On appelle empathie la capacité à reconnaître, ressentir, comprendre les sentiments et les émotions d’un autre individu. Cette capacité qui nous fait dire que quelqu’un est «profondément humain» est-elle, justement, le propre de notre espèce? Nous allons nous poser ici quelques-unes de ces questions, importantes en éthologie: les humains, parmi les animaux, ont-ils le monopole de l’empathie? Si non, quels animaux en sont pourvus? Comment expliquer ces comportements?

Malgré une étymologie presque identique (l’une en grec, l’autre en latin1 !), l’empathie se distingue de la compassion dans la mesure où la compassion porte à partager les souffrances d’autrui et à désirer les soulager. Nous voyons donc deux différences importantes entre empathie et compassion. D’une part, l’empathie peut concerner des émotions positives, quand la compassion ne concerne que les souffrances: «Te voir heureuse me fait plaisir» est empathique, et non compassionnel. D’autre part, la compassion s’accompagne d’un désir d’action, ce qui n’est pas nécessairement le cas de l’empathie. Lorsqu’on assiste à un spectacle de funambulisme, on ressent physiquement de la peur à la place de la personne sur la corde raide (empathie), mais on n’intervient pas: pas de compassion pour l’artiste!
Le grand éthologue Frans de Waal2 a proposé plusieurs degrés dans l’empathie. Le stade le plus simple est appelé contagion émotionnelle. Comme le terme l’indique bien, il consiste à avoir, par exemple, peur ou mal pour les autres. C’est à cause de la contagion émotionnelle que nous avons peur en voyant le funambule, que nous ressentons une aversion pour la douleur des autres, même s’ils nous sont inconnus.
Un degré supplémentaire est atteint avec le souci empathique. Là, il s’agit d’identifier consciemment les états émotionnels de l’autre, ce qui, souvent, entraîne la compassion, donc une action d’aide. Par exemple, on identifie le chagrin chez un ami, et on le réconforte.
Enfin, on atteint le degré le plus complexe d’empathie avec la prise de perspective, autrement dit la faculté de «se mettre à la place de l’autre». La personne en empathie, bien que n’étant pas dans la même situation que la personne en difficulté, procure une aide personnalisée et ajustée au besoin: donc plus qu’un réconfort «standard» comme dans le stade précédent.

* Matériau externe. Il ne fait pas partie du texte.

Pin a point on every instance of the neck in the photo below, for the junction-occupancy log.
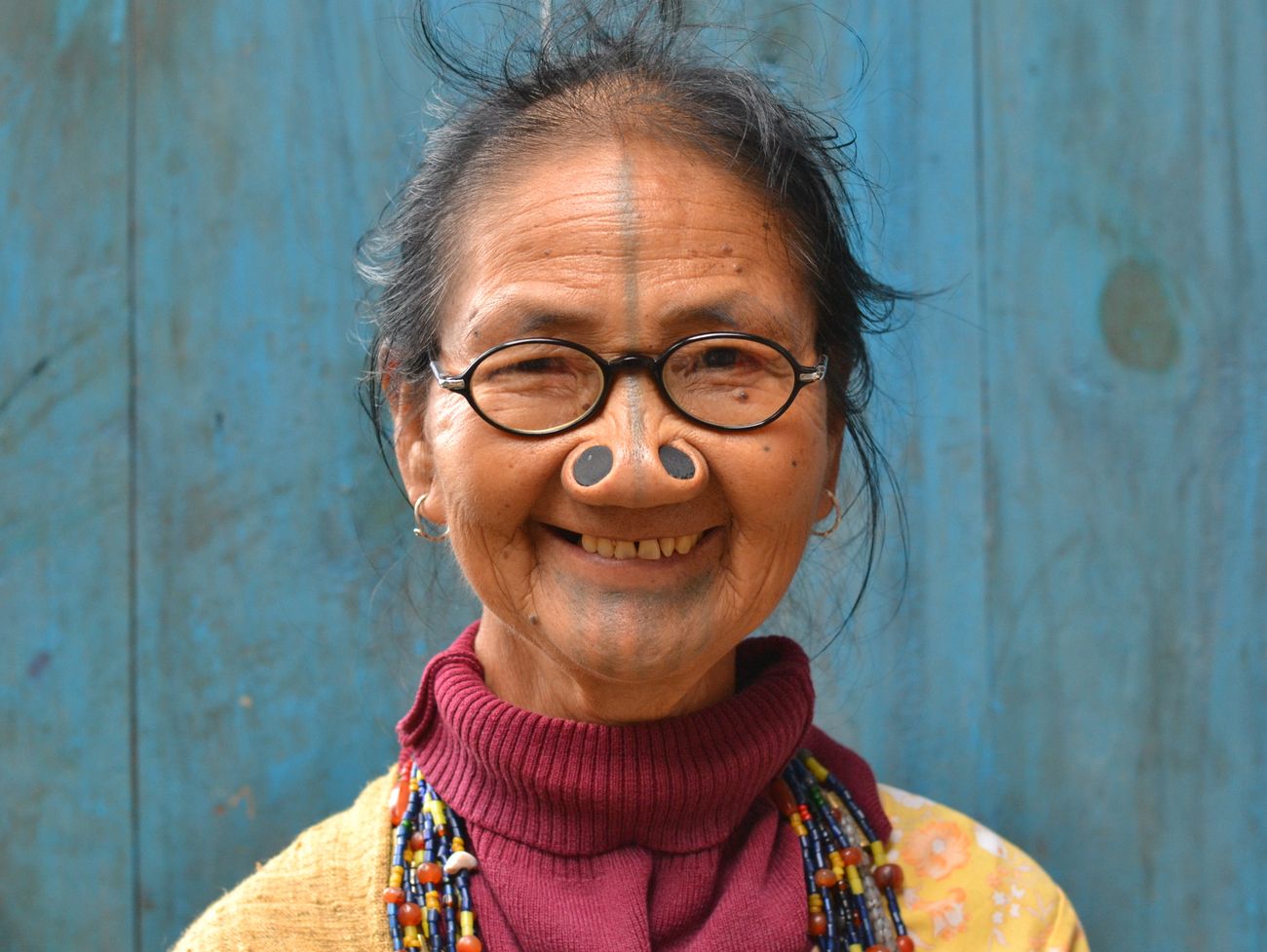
(528, 676)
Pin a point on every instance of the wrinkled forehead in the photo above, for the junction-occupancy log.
(630, 233)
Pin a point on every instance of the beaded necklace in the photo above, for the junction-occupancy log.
(852, 890)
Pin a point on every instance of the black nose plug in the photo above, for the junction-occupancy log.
(592, 466)
(676, 464)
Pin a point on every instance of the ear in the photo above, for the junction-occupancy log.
(835, 444)
(413, 449)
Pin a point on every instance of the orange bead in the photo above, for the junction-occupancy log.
(429, 872)
(888, 876)
(408, 914)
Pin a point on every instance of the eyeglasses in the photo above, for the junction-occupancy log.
(540, 386)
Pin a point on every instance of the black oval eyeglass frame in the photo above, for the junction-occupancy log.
(802, 377)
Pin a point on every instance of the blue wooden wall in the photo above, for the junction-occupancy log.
(211, 612)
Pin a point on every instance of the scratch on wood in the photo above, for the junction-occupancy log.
(36, 370)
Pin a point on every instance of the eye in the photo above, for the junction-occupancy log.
(531, 366)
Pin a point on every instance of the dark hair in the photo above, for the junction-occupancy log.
(628, 66)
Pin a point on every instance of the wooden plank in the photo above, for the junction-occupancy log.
(1128, 555)
(912, 682)
(269, 138)
(902, 81)
(63, 485)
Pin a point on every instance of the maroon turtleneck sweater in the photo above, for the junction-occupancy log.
(633, 837)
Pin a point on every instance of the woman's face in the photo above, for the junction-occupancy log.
(625, 248)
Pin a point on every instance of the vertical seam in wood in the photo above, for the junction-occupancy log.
(987, 480)
(131, 280)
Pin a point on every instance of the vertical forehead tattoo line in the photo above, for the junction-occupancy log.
(630, 253)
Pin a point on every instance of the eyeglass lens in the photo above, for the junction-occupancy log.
(536, 388)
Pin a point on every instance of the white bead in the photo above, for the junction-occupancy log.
(461, 861)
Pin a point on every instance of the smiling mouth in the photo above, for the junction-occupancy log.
(649, 550)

Quels animaux pour quelle empathie?

De nombreuses expériences, menées sur différentes espèces animales, montrent une diversité de comportements empathiques chez les non-humains3 . La contagion émotionnelle, par exemple, semble partagée par la plupart des mammifères, mais aussi par certains oiseaux. Chez le rat par exemple, l’aversion à la douleur a été prouvée par une expérience où on observe que, placé face à un choix, le rat préfère ne pas infliger de douleur à ses congénères.
On a observé du souci empathique (le deuxième degré de l’empathie) chez les campagnols, au moyen de l’expérience suivante. On sépare un couple de ces petits rongeurs trente minutes, et on impose à l’un des deux un stress. Au moment des retrouvailles, le conjoint identifie le stress chez l’autre et lui manifeste du réconfort sous forme de toilettage, et ce de façon plus fréquente que chez les couples sans stress.
Enfin, les grands singes semblent capables du degré le plus complexe d’empathie, la prise de perspective, comme le montre l’expérience suivante: le chimpanzé A a besoin d’un outil pour atteindre de la nourriture. Le chimpanzé B possède une boîte à outils, dont un seul est adapté au besoin de A. On observe alors que B choisit l’outil adéquat et le donne à A. Ce singe sait donc déchiffrer le besoin et ajuster l’aide, en se mettant à la place de l’autre.
Un cas fascinant concerne l’empathie entre espèces différentes. La situation des chiens et humains est bien documentée. Le chien discrimine les émotions humaines, les expressions du visage, les odeurs. Des expériences de sauvetage ont été menées, où les chiens libèrent les maîtres plus souvent si le maître est sous stress. Le livre d’Anny Duperey, Complicités animales4 , rapporte des cas de sauvetage d’humains par des chiens, singes ou même un cochon, ainsi que des amitiés (comment le dire autrement?) entre animaux non humains d’espèces différentes.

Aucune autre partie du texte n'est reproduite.